We previously used similar qualitative measures to assess foraging efficiency in two communities of chimpanzees (Pan troglodytes schweinfurthii) of the same population inhabiting Kibale National Park, Uganda but differing dramatically in population density (Potts et al. 2011). Contrary to patterns found in several other studies (Chapman 1990; Isabirye-Basuta 1988; Stevenson 2006; Teichroeb and Sicotte 2009; Teichroeb et al. 2003) , in our qualitative approach we found that individuals at Ngogo, where the largest known community of chimpanzees live at an unusually high population density (see Methods for details), exhibit behavior consistent with far higher foraging efficiency than chimpanzees at Kanyawara, a site just 12 km from Ngogo but supporting a community living at a moderate density. These results suggest that increasing group size does not inevitably lead to reduced foraging efficiency, and indeed that individuals in high-density groups may forage more efficiently (perhaps as a consequence of living in a habitat sufficiently rich to support a large group), but quantitative assessments of foraging efficiency are needed to fully evaluate this claim.

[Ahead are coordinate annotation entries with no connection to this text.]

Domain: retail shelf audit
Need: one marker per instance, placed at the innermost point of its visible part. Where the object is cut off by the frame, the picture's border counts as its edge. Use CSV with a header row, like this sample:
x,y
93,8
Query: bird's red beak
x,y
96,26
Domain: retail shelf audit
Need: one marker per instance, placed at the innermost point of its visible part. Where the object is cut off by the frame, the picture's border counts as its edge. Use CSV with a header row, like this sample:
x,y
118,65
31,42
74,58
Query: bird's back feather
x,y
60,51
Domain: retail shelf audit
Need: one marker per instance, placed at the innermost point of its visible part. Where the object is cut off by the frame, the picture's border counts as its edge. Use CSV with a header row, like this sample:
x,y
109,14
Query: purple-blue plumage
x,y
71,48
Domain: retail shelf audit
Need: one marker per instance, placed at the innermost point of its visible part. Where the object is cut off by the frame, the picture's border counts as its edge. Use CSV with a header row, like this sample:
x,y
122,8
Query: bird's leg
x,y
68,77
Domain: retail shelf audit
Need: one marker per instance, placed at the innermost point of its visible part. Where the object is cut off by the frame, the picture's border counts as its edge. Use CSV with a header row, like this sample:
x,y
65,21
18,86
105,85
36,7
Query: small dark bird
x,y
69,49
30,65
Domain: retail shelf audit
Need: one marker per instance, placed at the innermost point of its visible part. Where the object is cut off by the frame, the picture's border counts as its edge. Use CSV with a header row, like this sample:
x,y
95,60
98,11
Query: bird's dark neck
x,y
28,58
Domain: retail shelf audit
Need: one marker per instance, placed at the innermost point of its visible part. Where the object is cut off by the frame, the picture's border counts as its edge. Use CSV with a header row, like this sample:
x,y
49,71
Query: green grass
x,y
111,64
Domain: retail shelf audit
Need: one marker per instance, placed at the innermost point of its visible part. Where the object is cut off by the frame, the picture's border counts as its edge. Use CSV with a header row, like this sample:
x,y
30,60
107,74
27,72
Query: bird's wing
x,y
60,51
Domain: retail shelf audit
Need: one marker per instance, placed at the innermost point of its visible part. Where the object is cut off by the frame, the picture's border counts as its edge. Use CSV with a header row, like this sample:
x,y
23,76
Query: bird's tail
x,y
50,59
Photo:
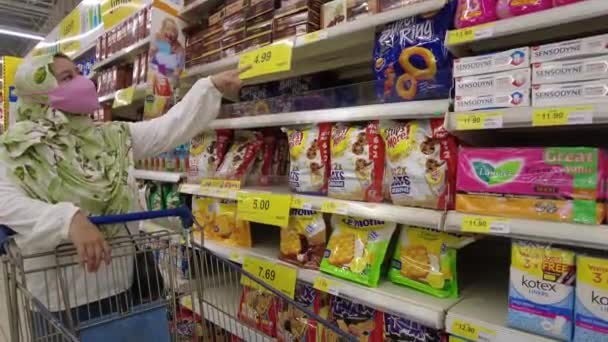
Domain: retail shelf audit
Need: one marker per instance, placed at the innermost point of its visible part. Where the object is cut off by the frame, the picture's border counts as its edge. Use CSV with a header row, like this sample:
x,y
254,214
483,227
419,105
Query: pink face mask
x,y
77,96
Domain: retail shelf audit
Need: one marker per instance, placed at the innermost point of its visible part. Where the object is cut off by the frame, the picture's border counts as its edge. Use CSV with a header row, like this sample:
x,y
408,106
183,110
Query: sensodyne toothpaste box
x,y
576,93
570,71
493,62
518,98
500,82
576,48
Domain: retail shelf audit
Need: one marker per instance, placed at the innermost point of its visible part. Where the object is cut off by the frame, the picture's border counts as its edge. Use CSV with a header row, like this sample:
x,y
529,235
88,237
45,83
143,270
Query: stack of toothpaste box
x,y
573,72
496,80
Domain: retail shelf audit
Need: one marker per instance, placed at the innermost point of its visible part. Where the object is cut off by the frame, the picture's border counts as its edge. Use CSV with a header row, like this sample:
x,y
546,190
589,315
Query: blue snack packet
x,y
410,59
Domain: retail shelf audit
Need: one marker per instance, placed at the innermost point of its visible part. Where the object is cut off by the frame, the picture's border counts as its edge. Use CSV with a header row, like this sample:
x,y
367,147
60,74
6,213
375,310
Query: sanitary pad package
x,y
591,308
541,290
554,183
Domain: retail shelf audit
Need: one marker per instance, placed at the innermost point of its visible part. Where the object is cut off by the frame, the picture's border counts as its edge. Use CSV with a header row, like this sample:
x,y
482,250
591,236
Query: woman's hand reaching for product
x,y
90,244
228,82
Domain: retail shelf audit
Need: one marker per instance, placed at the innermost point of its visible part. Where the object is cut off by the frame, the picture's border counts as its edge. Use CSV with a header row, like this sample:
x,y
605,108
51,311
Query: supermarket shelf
x,y
559,23
402,110
159,176
388,297
522,117
484,305
124,54
343,45
379,211
592,236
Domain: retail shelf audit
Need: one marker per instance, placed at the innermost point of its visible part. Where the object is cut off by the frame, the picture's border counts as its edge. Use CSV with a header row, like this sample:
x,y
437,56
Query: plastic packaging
x,y
356,248
357,162
474,12
512,8
541,290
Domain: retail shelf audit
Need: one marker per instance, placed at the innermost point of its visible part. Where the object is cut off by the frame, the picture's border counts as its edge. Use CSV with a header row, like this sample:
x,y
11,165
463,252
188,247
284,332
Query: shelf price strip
x,y
277,276
272,209
484,224
559,116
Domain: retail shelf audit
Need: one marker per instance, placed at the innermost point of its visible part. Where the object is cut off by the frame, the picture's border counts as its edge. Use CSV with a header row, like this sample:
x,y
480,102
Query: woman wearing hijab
x,y
57,167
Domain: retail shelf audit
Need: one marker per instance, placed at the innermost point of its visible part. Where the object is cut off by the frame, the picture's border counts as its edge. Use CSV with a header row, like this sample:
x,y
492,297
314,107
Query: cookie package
x,y
357,162
309,158
421,160
303,240
356,248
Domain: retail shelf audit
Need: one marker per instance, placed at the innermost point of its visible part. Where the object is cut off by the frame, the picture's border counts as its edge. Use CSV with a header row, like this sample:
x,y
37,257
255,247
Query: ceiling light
x,y
21,34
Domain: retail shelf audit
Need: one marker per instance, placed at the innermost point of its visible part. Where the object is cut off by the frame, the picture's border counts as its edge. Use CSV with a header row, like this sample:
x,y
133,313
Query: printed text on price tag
x,y
485,224
271,209
277,276
267,60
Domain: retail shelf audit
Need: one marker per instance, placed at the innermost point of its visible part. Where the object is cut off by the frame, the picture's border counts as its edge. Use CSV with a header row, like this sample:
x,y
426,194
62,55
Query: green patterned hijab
x,y
59,157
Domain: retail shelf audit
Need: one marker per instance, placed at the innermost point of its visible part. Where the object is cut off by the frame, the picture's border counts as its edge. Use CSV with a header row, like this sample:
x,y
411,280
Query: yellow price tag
x,y
485,224
469,34
272,209
277,276
469,121
558,116
123,97
471,331
267,60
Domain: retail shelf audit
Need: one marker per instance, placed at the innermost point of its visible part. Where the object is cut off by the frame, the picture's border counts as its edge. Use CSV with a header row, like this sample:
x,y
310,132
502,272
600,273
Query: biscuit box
x,y
554,183
410,60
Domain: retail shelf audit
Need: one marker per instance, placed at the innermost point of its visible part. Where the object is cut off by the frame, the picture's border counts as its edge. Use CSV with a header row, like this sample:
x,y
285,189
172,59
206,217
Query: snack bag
x,y
259,309
309,156
424,261
411,61
421,162
303,240
399,329
241,156
356,248
293,324
357,162
207,152
360,321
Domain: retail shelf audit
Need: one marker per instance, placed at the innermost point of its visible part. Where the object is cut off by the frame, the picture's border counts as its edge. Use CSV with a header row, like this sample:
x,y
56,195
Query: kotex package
x,y
207,152
358,320
293,324
356,248
424,260
241,156
303,240
258,309
554,183
541,289
421,161
410,60
399,329
591,307
309,158
357,162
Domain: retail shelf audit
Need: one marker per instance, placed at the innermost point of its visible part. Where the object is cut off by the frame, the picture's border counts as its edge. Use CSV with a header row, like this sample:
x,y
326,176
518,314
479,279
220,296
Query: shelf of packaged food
x,y
124,54
401,110
523,117
387,296
483,313
559,23
380,211
586,235
342,45
159,176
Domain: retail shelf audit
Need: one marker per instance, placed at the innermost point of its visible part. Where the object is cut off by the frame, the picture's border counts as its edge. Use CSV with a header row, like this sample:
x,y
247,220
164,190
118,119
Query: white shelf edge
x,y
592,236
400,110
160,176
121,54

Relationships among resource abundance, population density, and foraging efficiency could take several forms (Janson and van Schaik 1988). First, resource abundance may scale positively with both population density and foraging efficiency. In this case, an abundant resource base supports relatively many individuals per unit area and those individuals maintain relatively high net caloric intake rates on timescales relevant to fitness. Because efficient foraging increases an individual’s available energy to devote to reproductive efforts (Bårdsen and Tveraa 2012; Bercovitch 1987; Ellison et al. 1993; Koenig et al. 1997; Lee 1987, 1996; Ward et al. 2009), highly efficient foraging may, in turn, lead to higher reproductive outputs, higher infant and juvenile survival rates, and increased population density (Abramsky et al. 2002; Ebensperger et al. 2012). One could therefore hypothesize that the forest at Ngogo, where chimpanzee density is high, would allow for relatively efficient foraging, because food patch productivity is high and distances between successive patches are short (Potts et al. 2009). By extension, foraging efficiency should be higher at this site than at Kanyawara, where chimpanzee density is low. Previous theoretical and empirical evidence support this hypothesis by showing a positive association between group size/density and per capita resource abundance, feeding efficiency, and reproductive success in primate populations characterized by high-potential between-group contest (BGC) competition (especially among those additionally characterized by low intragroup scramble and/or low contest feeding competition; Cheney and Seyfarth 1987; Janson and van Schaik 1988; Robinson 1988; Wrangham 1980). Also, as mentioned earlier, our previous qualitative analysis of differences in feeding ecology between Ngogo and Kanyawara chimpanzees (Potts et al. 2011) suggested that individuals at Ngogo forage more efficiently than those at Kanyawara.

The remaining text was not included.